Tag took a step back from the bed and pulled on his hair. “We’re not him! We’d never hurt her or lock her up down here.”
Tessa could hear the disbelief in Tag’s snarling words. She knew she’d hurt both of them by losing it over them carrying her down to the basement, but maybe if they hadn’t surprised her with it…
“Tessa, honey, look at me.” Zander kneeled next to the bed and ran his fingers lightly over her cheek. “It never dawned on me or Tag that coming down here would upset you. I’m so sorry, but you have to know that we’d never lock you up down here, or anywhere for that matter. We’d never do anything to hurt you like that.”
She swallowed around the tightness in her throat and looked at him. “But you’ve already started trying to control me. Tag’s mad at me because I don’t want you buying me things. He said I just have to get used to it, like I have no say in anything. I can’t live like that again, Zander. If you take away all of my freedom, I’ll die inside.”
“Oh, kitten. We aren’t trying to take away your freedom or anything else, but you’ve got to understand that we need the freedom to be ourselves just like you do. If we can’t express how we feel or what we want to do, then we’re just as bound as you feel like you are.” Zander ran his hand over his bare head and sighed.
“Z, we pushed too much. It was my fault. I shouldn’t have jumped the gun before we’d all had time to get to know each other and talk things out.” Tag didn’t look at her. He kept his head down while he talked. “I don’t think either of us really understood the seriousness of what Tessa went through. We’re upset and righteously pissed about it, but we hadn’t really thought about what it meant to be locked up so she couldn’t go anywhere and separated from having anyone to talk to. Like she said, he’d taken her over. While we both know we don’t plan on doing that, the fact that I just laid into her that she’d have to deal with us taking her shopping whether she liked it or not essentially took away her ability to say no.”
Tag looked up at Tessa now, his face void of all expression except for the shiny glint in his eyes telling her where his emotions were. He opened his mouth as if to tell her something then closed it again and turned away.
“I’m going back to the shop and work for a while. I’ll be back later.”
Tessa heard the sound of his boots crossing the floor before they disappeared up the stairs and the door above closed. She’d hurt him just as much as she was hurting. Why couldn’t she get anything right? Why hadn’t she resisted them and stuck to her plan of not getting involved? Look where it had landed the three of them.
“Tessa. Don’t cry, honey. I can’t stand to see you like this.” Zander crawled up on the bed and wrapped his big body around her, pulling her into his arms where she cried over how screwed up she was inside.
* * * *
The smell of oil, leather, and gasoline soothed him some. Tearing apart the busted up bike that had come in earlier that week soothed him even more. He couldn’t believe they’d been so stupid and jumped right into the fire with their Tessa. Instead of taking things slow and easing her into a relationship with them, they’d insisted that she move in with them right then and then started making demands of her as if they’d never heard how her life had been with her ex.

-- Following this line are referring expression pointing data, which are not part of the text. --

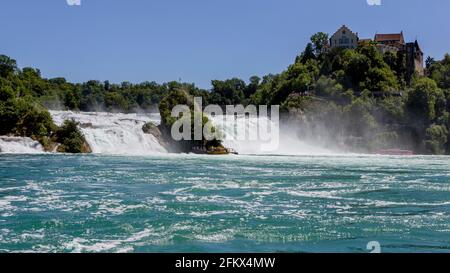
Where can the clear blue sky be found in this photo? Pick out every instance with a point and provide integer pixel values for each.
(197, 40)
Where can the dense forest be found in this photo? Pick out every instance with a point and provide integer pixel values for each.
(355, 97)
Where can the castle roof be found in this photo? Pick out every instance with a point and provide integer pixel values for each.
(397, 37)
(344, 27)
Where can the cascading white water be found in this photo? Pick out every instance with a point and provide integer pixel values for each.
(241, 134)
(110, 133)
(19, 145)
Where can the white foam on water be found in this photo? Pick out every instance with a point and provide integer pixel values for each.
(112, 133)
(20, 145)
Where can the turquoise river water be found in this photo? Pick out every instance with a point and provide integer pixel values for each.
(188, 203)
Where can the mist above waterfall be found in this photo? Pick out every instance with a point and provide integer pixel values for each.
(111, 133)
(19, 145)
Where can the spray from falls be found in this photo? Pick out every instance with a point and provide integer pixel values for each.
(241, 134)
(111, 133)
(19, 145)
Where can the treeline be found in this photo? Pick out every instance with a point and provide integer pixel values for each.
(356, 98)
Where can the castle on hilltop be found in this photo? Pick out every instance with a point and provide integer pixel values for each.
(393, 42)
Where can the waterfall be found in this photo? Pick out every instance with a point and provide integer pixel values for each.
(241, 134)
(19, 145)
(111, 133)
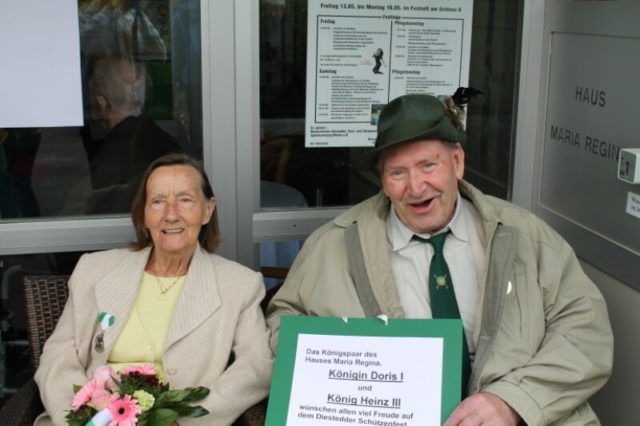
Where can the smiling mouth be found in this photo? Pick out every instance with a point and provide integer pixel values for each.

He snorted. Mostly it had been him. Zander had a little better handle on women’s emotions than he did. He never would have insisted that she let them take her shopping or started the punishment scenario and carried her down to the basement if he hadn’t initiated it all. How did his friend put up with him? It was always his fault when things blew up. He had a hair-trigger temper and always jumped to conclusions.

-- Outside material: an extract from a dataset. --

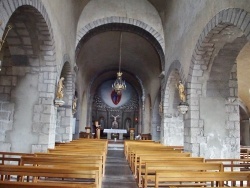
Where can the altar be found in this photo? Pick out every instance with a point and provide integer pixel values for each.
(119, 131)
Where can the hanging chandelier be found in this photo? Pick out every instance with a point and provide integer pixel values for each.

While he would never lose his temper and hurt a woman, he would go off like a rocket and say things he shouldn’t. The thing about it was that at his age, changing wasn’t going to come easy. It was how he was wired, and no amount of wishing it weren’t was going to make a difference. He’d try to change for her sake, but it wasn’t going to be easy and it wouldn’t happen overnight. He just prayed she could ignore it for now.

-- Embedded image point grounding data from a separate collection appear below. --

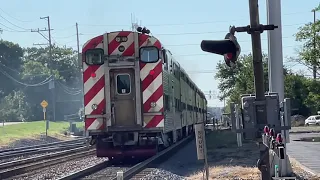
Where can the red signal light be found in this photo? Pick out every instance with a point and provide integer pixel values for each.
(151, 73)
(266, 130)
(229, 55)
(271, 132)
(279, 138)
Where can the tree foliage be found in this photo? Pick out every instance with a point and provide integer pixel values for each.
(25, 75)
(309, 53)
(14, 107)
(238, 80)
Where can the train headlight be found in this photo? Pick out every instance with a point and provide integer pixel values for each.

Maybe if they’d gone slow with her, she would have adjusted to his gruffness and learned when to pretend to agree with him and when to stand up to him. Now, though, he was afraid she’d refuse to stay with them even if he tried to change.
Tag roared out his frustration and threw the bolt he’d finally managed to get off across the garage where it bounced off the metal bay door before rolling across the concrete floor. He’d be lucky if he ever found the bastard again.